Sessions are designed not only to improve technical quality, but also to build habits: pressing as a unit, reacting instantly to losing the ball, and maintaining compactness even in attacking phases. Mistakes are analysed collectively, and players are expected to understand not just what went wrong, but why.
This, he argues, is a direct continuation of the standards Arteta held himself to as a player. The same drive that led him to organise tactical meetings in the Wenger era now shapes how he structures every aspect of his team’s preparation.
Oxlade‑Chamberlain’s unique vantage point
Few players are in a better position than Oxlade‑Chamberlain to comment on Arteta’s evolution. Having shared the pitch with him, faced him as an opponent, and later trained under his methods, he has seen the full arc of Arteta’s journey.
His time at clubs like Beşiktaş and Celtic has also given him a broader perspective on how different coaches work. Against that backdrop, Arteta’s intensity and clarity stand out for him. The Englishman emphasises that what feels “incredible” about Arteta’s system is not just its complexity, but how clearly it is communicated and drilled.
He also notes that Arteta’s ability to relate to players, rooted in his own lengthy playing career, is a major asset. He understands dressing‑room dynamics, the pressure of performing at the highest level, and the balance between demanding improvement and protecting confidence.
The wider lesson about modern leaders
Oxlade‑Chamberlain’s comments paint a broader picture of how modern football leadership often emerges long before someone stands on the touchline in a suit. Many of today’s top coaches showed similar traits late in their playing careers: taking responsibility in team talks, obsessing over tactical details, and acting as an informal bridge between the squad and the staff.
Arteta, in this sense, fits a pattern. His story illustrates how clubs can identify future coaches within their squads by paying attention to who naturally leads discussions, who studies opponents most closely, and who treats every session like a chance to refine a bigger idea.
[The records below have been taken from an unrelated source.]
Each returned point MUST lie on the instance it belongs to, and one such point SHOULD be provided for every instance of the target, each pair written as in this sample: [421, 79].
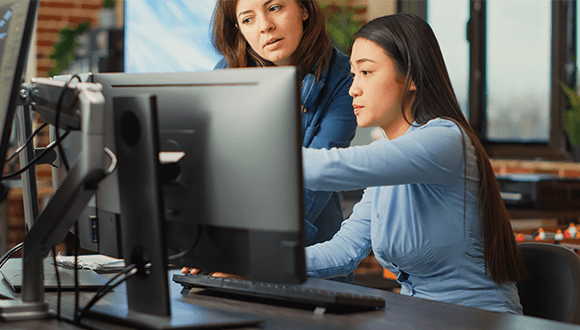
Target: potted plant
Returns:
[63, 51]
[108, 15]
[572, 120]
[341, 25]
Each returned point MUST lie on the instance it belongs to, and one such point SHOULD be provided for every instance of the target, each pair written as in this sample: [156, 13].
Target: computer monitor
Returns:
[232, 195]
[17, 18]
[239, 179]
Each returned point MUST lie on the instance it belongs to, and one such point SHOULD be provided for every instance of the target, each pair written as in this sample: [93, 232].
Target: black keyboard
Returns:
[280, 292]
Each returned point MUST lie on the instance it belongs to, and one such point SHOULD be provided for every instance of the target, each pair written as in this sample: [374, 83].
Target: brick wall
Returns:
[53, 16]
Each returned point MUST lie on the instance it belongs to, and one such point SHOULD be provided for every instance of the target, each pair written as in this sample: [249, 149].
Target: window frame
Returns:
[563, 50]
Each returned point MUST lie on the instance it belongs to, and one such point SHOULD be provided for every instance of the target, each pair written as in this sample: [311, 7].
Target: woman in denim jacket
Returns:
[256, 33]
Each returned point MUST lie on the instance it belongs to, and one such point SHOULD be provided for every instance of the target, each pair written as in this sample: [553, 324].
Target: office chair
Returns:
[552, 288]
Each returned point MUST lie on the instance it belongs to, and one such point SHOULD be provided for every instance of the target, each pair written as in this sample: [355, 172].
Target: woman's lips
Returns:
[273, 43]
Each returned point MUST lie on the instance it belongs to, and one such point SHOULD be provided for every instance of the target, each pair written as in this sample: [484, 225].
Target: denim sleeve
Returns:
[333, 125]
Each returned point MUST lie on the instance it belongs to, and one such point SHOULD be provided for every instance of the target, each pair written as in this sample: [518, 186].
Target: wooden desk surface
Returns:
[401, 312]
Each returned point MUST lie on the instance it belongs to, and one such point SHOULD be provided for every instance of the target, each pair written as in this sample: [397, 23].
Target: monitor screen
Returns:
[17, 19]
[168, 36]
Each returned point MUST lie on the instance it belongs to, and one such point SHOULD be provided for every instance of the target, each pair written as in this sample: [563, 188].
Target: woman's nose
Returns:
[266, 24]
[354, 90]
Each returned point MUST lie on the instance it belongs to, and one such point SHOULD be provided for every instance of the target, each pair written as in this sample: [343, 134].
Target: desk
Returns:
[401, 312]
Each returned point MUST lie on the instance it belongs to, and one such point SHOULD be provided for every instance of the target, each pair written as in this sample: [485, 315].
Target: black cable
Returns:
[23, 169]
[106, 289]
[76, 253]
[57, 121]
[26, 143]
[10, 253]
[58, 285]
For young professionals like those Oxlade‑Chamberlain encountered at Arsenal’s academy, his account of Arteta offers a template: leadership is not just about shouting in the dressing room, but about thinking the game deeply and helping others see what you see.
A legacy rooted in the dressing room
Looking back on those Arsenal years, Oxlade‑Chamberlain’s testimony suggests that Arteta’s managerial career did not begin when he signed his contract as head coach, but much earlier, in the quiet moments before big matches and on the training pitch at London Colney.
From insisting on detailed corner analysis against Manchester City to designing complex, Guardiola‑inspired training structures, the Spaniard’s trajectory has been remarkably consistent. The habits that once made him a de facto on‑field coach now define him as one of the most meticulous managers in modern football.
For Oxlade‑Chamberlain, who has experienced that evolution first‑hand, the conclusion is simple: the coach everyone sees today is the natural continuation of the player he knew – only now, the rest of the world can see what was already obvious inside that Arsenal dressing room.